Is bravery - for example risking or giving one's life to save a stranger's, while one has loved-ones and dependents - laudable, or even defensible, under any theories of ethics? There are many examples of people giving up their lives - and by consequence severely afflicting those of their immediate family - through acts of self-sacrifice. Are these acts justifiable? Sometimes the risks of this kind of uncalculating bravery are so great, it seems that no reasonable person would do it, yet some do, and most people (me included) praises them for it - is this reasonable?
Accepted:
February 2, 2011

Comments

Charles Taliaferro
February 3, 2011 (changed February 3, 2011) Permalink

Great question! It does seem that there are cases when family or romantic relations would provide a very good reason for a person not to engage in heroic self-sacrifice.
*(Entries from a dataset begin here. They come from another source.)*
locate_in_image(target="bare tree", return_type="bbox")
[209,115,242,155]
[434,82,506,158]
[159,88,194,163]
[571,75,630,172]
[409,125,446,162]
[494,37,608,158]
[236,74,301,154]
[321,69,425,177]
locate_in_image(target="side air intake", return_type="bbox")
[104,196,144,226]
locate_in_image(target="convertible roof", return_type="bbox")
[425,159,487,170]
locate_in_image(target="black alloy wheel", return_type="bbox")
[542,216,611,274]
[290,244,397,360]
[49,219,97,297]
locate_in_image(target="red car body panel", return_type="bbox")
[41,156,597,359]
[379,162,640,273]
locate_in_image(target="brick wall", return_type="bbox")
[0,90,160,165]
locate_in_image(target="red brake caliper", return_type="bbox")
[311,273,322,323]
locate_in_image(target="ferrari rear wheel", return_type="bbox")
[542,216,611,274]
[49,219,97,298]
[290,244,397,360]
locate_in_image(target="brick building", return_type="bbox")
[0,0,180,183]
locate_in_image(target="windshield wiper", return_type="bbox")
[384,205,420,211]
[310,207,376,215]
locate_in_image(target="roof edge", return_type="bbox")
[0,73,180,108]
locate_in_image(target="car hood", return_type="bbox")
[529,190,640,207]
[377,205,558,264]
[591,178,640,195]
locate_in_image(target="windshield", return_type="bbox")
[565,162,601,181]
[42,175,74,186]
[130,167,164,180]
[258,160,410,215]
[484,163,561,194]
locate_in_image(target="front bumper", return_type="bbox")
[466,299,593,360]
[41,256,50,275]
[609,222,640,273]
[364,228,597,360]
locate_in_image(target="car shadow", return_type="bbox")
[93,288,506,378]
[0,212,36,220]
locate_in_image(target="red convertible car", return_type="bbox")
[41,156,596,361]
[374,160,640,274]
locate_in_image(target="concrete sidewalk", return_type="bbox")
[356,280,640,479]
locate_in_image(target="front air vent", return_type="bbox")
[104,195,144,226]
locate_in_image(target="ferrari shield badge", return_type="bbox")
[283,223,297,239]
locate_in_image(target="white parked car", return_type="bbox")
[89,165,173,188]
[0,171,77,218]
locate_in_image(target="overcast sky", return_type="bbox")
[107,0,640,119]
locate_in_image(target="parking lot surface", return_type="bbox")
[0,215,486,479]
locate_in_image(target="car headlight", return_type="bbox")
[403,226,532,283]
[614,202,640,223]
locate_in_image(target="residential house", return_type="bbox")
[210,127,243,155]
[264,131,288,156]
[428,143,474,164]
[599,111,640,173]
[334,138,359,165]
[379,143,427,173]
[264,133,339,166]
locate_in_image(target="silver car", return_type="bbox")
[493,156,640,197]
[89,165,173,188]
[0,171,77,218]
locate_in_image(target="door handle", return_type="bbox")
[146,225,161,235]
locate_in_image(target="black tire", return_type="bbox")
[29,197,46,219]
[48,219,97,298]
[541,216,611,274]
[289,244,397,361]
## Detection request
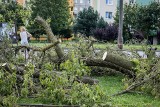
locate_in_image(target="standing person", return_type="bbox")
[20,26,31,45]
[19,26,31,60]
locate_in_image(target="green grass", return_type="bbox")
[12,40,160,51]
[26,42,160,50]
[18,98,42,104]
[96,76,160,107]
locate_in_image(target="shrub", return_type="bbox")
[93,25,118,42]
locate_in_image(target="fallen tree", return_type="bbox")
[13,16,136,78]
[102,52,135,70]
[0,62,98,85]
[84,58,135,78]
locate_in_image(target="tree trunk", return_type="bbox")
[35,16,64,59]
[84,58,135,78]
[102,52,134,70]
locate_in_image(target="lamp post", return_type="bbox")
[118,0,123,49]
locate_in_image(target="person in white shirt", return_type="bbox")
[19,26,32,59]
[20,26,31,45]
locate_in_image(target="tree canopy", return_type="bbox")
[30,0,71,35]
[0,1,31,27]
[73,6,99,37]
[114,2,160,41]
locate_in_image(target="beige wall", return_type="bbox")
[68,0,74,17]
[91,0,130,23]
[90,0,117,23]
[101,0,117,23]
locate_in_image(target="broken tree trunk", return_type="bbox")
[84,58,135,78]
[102,52,134,70]
[35,16,64,59]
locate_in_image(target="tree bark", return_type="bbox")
[84,58,135,78]
[102,52,134,70]
[35,16,64,59]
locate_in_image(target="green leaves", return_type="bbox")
[30,0,71,35]
[115,2,160,40]
[0,2,31,27]
[73,6,99,37]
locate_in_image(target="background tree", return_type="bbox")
[73,6,99,37]
[114,2,160,42]
[30,0,71,37]
[96,17,107,29]
[0,1,31,30]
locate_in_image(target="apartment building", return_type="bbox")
[90,0,131,24]
[73,0,90,17]
[90,0,160,23]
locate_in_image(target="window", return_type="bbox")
[80,0,83,3]
[106,0,113,5]
[106,12,112,19]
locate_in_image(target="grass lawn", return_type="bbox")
[96,75,160,107]
[26,42,160,51]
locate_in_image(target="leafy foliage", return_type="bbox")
[0,37,15,63]
[122,44,160,98]
[38,53,108,106]
[0,38,109,106]
[93,24,118,42]
[0,1,31,27]
[97,17,108,29]
[73,6,99,37]
[30,0,72,36]
[114,2,160,41]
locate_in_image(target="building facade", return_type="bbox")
[73,0,90,17]
[68,0,74,17]
[91,0,117,23]
[90,0,159,23]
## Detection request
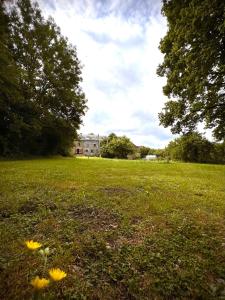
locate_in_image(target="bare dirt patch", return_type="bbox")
[0,207,12,219]
[68,204,122,232]
[98,186,134,196]
[18,200,39,214]
[130,215,143,225]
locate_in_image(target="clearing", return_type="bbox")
[0,157,225,299]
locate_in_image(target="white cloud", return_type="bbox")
[38,0,173,148]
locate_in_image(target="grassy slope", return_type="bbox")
[0,157,225,299]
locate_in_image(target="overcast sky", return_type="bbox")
[37,0,174,148]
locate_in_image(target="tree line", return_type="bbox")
[1,0,224,160]
[100,132,225,164]
[0,0,86,156]
[165,133,225,164]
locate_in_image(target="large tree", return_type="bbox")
[0,0,87,155]
[166,132,214,163]
[100,134,135,159]
[0,1,24,155]
[157,0,225,140]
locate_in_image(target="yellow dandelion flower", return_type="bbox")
[49,268,67,281]
[31,276,49,289]
[25,240,42,250]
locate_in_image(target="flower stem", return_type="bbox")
[43,255,47,275]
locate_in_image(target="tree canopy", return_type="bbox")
[0,0,87,156]
[100,133,135,159]
[0,1,22,155]
[166,132,213,163]
[157,0,225,140]
[138,146,151,158]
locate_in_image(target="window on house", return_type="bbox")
[91,149,94,153]
[85,149,89,153]
[93,144,96,147]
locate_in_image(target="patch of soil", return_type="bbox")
[98,186,134,196]
[68,204,121,232]
[194,192,204,197]
[0,207,11,219]
[44,201,57,211]
[110,219,174,249]
[18,200,39,214]
[130,215,143,225]
[150,185,161,192]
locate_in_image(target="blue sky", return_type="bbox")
[38,0,174,148]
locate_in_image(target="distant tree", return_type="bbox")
[154,149,166,159]
[108,133,117,141]
[101,134,135,159]
[111,136,135,159]
[211,141,225,164]
[0,0,87,156]
[100,133,115,158]
[138,146,165,158]
[166,132,214,163]
[139,146,151,158]
[100,139,114,158]
[157,0,225,140]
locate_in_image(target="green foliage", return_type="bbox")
[0,0,87,156]
[139,146,151,158]
[0,2,23,155]
[158,0,225,140]
[211,141,225,164]
[138,146,166,159]
[166,132,225,163]
[101,133,135,159]
[153,148,166,159]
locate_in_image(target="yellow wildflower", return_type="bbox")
[31,276,49,289]
[49,268,67,281]
[25,240,42,250]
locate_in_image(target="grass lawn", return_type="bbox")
[0,157,225,299]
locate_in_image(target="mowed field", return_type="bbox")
[0,157,225,299]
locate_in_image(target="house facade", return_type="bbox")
[74,134,104,156]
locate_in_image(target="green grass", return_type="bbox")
[0,157,225,299]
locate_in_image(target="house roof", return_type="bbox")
[77,134,106,141]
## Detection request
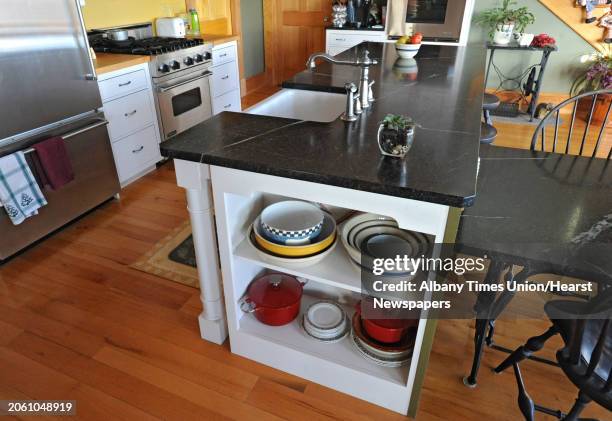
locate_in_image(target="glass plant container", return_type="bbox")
[377,114,415,158]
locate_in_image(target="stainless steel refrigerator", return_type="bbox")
[0,0,120,260]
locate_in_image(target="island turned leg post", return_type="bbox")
[175,160,228,345]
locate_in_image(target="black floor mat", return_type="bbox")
[168,235,197,268]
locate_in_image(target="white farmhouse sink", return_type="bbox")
[245,89,346,123]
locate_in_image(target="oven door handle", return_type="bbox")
[157,71,213,93]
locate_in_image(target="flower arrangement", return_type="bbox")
[531,33,556,48]
[571,47,612,95]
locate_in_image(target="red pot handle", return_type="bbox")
[296,277,309,288]
[240,298,256,313]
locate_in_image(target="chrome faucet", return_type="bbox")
[306,49,378,118]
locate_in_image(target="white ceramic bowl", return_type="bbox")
[260,201,324,242]
[340,213,430,275]
[395,43,421,59]
[340,213,396,265]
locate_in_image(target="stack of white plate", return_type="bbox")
[302,301,349,343]
[340,213,430,275]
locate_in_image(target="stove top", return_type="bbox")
[89,35,204,56]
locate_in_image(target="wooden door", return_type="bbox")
[264,0,332,85]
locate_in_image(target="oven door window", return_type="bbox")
[406,0,448,24]
[171,87,202,117]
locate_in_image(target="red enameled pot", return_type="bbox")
[358,300,419,344]
[241,273,304,326]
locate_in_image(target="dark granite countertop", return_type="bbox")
[161,42,486,208]
[457,145,612,283]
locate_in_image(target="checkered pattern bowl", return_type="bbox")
[260,201,324,245]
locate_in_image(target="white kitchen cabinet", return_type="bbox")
[211,41,241,114]
[212,89,242,114]
[98,68,148,102]
[97,63,162,187]
[326,29,387,55]
[103,89,155,141]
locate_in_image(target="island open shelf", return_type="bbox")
[238,293,411,384]
[209,166,458,416]
[235,223,361,293]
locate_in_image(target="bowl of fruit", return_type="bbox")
[395,33,423,59]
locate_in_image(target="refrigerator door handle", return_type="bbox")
[74,0,98,82]
[22,119,109,155]
[63,118,108,140]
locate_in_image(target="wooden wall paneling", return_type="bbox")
[263,0,331,85]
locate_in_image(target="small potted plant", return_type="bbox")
[474,0,535,45]
[571,48,612,125]
[377,114,415,158]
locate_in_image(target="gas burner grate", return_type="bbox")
[89,35,204,56]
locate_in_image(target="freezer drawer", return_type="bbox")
[0,118,120,260]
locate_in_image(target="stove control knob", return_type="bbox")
[184,56,194,66]
[158,64,170,73]
[170,60,181,70]
[204,52,212,60]
[194,54,204,63]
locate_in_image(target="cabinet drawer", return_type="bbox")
[111,125,161,183]
[213,89,241,114]
[212,45,236,66]
[327,33,386,47]
[104,89,155,141]
[211,61,239,98]
[98,69,148,102]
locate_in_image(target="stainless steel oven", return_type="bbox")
[155,69,213,140]
[406,0,468,43]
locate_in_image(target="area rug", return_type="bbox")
[131,220,199,289]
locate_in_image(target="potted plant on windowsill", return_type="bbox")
[474,0,535,45]
[571,48,612,125]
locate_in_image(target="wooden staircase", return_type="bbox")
[539,0,609,52]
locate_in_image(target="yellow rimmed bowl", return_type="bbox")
[253,212,337,257]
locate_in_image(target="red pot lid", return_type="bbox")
[359,299,419,330]
[247,273,303,308]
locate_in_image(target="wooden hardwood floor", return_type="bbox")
[0,115,609,419]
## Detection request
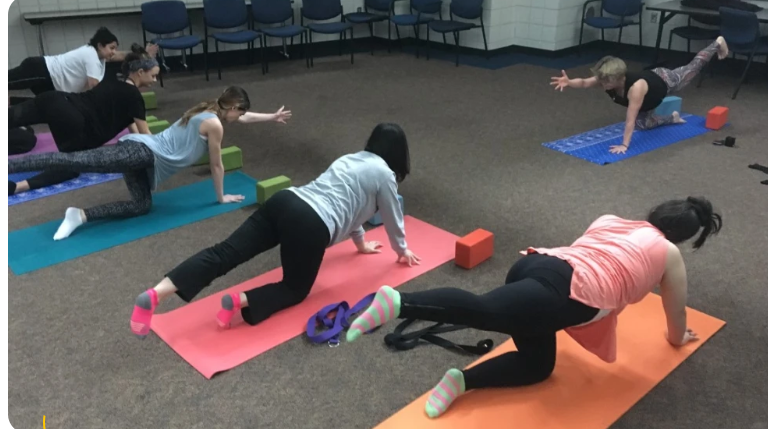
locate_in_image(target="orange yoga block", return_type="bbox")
[705,106,728,130]
[455,229,494,269]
Imagine a peson is deciding between professions: a crime fighter who would be in a unit where there is a 30% morality rate over a full career or a physician. Imagine both tasks would involve saving the same number of lives, but being a physician has a very low probability of injury or even threats and so would require less bravery. If you were in that position of deciding what to do and your partner / family urged you to be a physician, I think you might have a family duty to take the less brave choice. There is actually a Biblical edict in Deuteronomy, I think, that notes that when a soldier marries, he is relieved of military duties for one or two years. That would be a case in which family / perhaps romantic love (?) might trump one's obligation to be brave in battle. Perhaps, though, the hero who saves the stranger is also motivated by the realization that this stranger may also have immediate family, a lover or spouse and friends. The hero might also want other heroes to step in if her or his family is under threat. And a hero might even wish for her or his own children to be brave heroes rather than cowards?

You might dislike popular culture, but if you are ok with it Tricia Little and I have co-authored a paper on precisely this matter in the forthcoming book: Spiderman and Philosophy. It will be published when the next Spiderman film is (finally) released.